住宅再建の手伝い
平山 洋介
(所属: 人間環境学専攻 環境形成論講座、研究分野: 住宅・都市計画学)
「私はこんな社会貢献をしています」という原稿を書くように、との依頼。教員全員が書くことになっているのだそうで、ほとんど業務の一環。研究者が研究成果をアピールすることは大切だし、そういう機会は頻繁にある。でも、「社会貢献」のアピールという仕事にはちょっと違和感を覚える。「競争と評価」という改革標語のもとで大学の自己宣伝業務が増大した。そういえば、就職活動中の学生も自己アピールの訓練に勤しんでいる模様。自己顕示の時代が到来したのかな?
業務として何か書かないといけないので、地味な話しを書いておく。震災復興での住宅再建の手伝いの話し。ある街区のグループから住宅再建の相談を受けた。たくさんの住宅が倒壊し、4名の方が亡くなった。現場に行って調べると、敷地が狭い、接道不良 (建築確認が得られません)、おまけに借地……といった具合で、個別再建は不可能で、したがって、共同再建 (みんなの敷地を一筆にまとめて、集合住宅を建てる) しか打つ手がない。それで、共同再建に取り組むことになった。でも、共同再建も不可能に近いと内心で思った。借地がやっかいだし (これはもう、ほんとにやっかいです)、資金調達やら設計やら、課題が多すぎる。先行成功事例はほぼ皆無。
じっとしていてもどうしようもないので、毎週集まって勉強会しましょう、ということになった。専門家チームでみなさんにいろんな話しをして、ささやかな飲み会をする、というだけの話し。でも、仮設住宅から出てきて、集まって、よもやま話しをするという活動は、地震直後の凄惨な状況のなかで、ちょっとした息抜きになったと思うし、「ひょっとしたらなんとかなるかも」という気分を生んだ。でも、専門家側は焦った。どうにもこうにも、未経験の事態なので、どうしたらいいのか、ぜんぜん分からない。私たちの仕事は、内心で「このプロジェクトは激烈に難しい」と思いながら、住民のみなさんには「なんとかなりますよ」と言い続け、ビールを飲んでニコニコしていることだった。

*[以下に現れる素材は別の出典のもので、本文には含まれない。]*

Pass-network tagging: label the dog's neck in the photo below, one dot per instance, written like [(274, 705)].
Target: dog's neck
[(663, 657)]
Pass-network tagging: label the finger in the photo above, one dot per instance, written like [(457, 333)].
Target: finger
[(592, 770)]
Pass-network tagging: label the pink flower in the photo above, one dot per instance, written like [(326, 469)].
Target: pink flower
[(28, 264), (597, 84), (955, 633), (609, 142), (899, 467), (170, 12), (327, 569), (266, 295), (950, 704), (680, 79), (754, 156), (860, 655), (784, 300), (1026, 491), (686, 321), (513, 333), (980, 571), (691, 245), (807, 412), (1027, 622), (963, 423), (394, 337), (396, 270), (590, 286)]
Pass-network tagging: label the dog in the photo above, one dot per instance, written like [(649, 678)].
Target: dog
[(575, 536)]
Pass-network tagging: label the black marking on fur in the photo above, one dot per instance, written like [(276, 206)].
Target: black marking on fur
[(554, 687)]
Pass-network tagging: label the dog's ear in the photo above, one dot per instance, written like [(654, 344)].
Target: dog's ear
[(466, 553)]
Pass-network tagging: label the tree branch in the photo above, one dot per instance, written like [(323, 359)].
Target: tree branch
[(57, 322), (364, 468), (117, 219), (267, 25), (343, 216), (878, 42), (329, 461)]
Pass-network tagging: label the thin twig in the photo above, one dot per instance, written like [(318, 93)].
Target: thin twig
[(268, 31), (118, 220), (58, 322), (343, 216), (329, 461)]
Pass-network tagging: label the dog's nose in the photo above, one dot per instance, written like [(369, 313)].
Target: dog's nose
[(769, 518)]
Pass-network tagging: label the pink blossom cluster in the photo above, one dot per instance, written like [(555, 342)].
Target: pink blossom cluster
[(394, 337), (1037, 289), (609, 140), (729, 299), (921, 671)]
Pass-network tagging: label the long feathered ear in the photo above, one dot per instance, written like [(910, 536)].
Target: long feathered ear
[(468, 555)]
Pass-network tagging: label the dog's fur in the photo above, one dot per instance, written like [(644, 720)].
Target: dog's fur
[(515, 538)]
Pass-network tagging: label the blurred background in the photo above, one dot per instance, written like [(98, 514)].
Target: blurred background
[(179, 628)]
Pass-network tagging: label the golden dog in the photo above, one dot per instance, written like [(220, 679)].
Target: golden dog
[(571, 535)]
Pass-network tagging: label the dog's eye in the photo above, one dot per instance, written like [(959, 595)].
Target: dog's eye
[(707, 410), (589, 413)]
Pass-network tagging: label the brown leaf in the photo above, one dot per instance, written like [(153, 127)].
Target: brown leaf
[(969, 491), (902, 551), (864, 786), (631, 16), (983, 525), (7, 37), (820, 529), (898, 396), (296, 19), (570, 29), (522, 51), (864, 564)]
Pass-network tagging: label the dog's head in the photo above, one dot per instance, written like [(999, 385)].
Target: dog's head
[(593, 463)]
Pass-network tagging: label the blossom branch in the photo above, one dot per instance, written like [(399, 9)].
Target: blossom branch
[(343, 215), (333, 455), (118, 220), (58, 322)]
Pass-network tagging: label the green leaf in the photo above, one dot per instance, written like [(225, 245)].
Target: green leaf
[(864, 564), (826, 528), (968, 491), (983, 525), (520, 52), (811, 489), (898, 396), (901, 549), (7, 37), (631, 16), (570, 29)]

専門家だけの裏舞台のミーティングでは「困った、どうしよう」の繰り返しだった。毎週の勉強会・飲み会がえんえんと続き、ずっとニコニコしているのも、けっこう辛かった。
この仕事は、時間がかかったけど、結局、成功した。ひょんなことから突破口が見え、あちこちからアイデア・技術・助力をかき集めた。借地・敷地・接道問題をうまい具合に整理したし、国の補助金も取ったし、完成した建物もチャーミングだし (私の先輩の設計です)、業界筋から注目され、「アクロバット」「画期的」と評された。でも、再建が成功した最大の要因は、被災住民のみなさんが子どもの頃から何十年もいっしょに住んでいて、お互いにきちんと話しができた点にある。それから、技術的に派手なプロジェクトの長い助走として、勉強会・飲み会を続けたという地味な活動が、実は少しは役に立ったかも、と感じる。
復興の仕事をした人たちは、「社会貢献」とかいちいち言わずに、黙って、走り回って、やれることをやっていた。ハンナ・アレントが「善き行いは不可能である」と書いたのは、「善き行いは、口にしたら、善き行いではなくなる、だから、善き行いが人に知られるのは不可能である」という意味である (うろ覚え引用)。「社会貢献」のアピールは慎みましょう。自身の仕事が社会に貢献したかどうかは、自身ではなく、他者が評価すべきもので、いちいちアピールしなくても、評価はいずれ下される。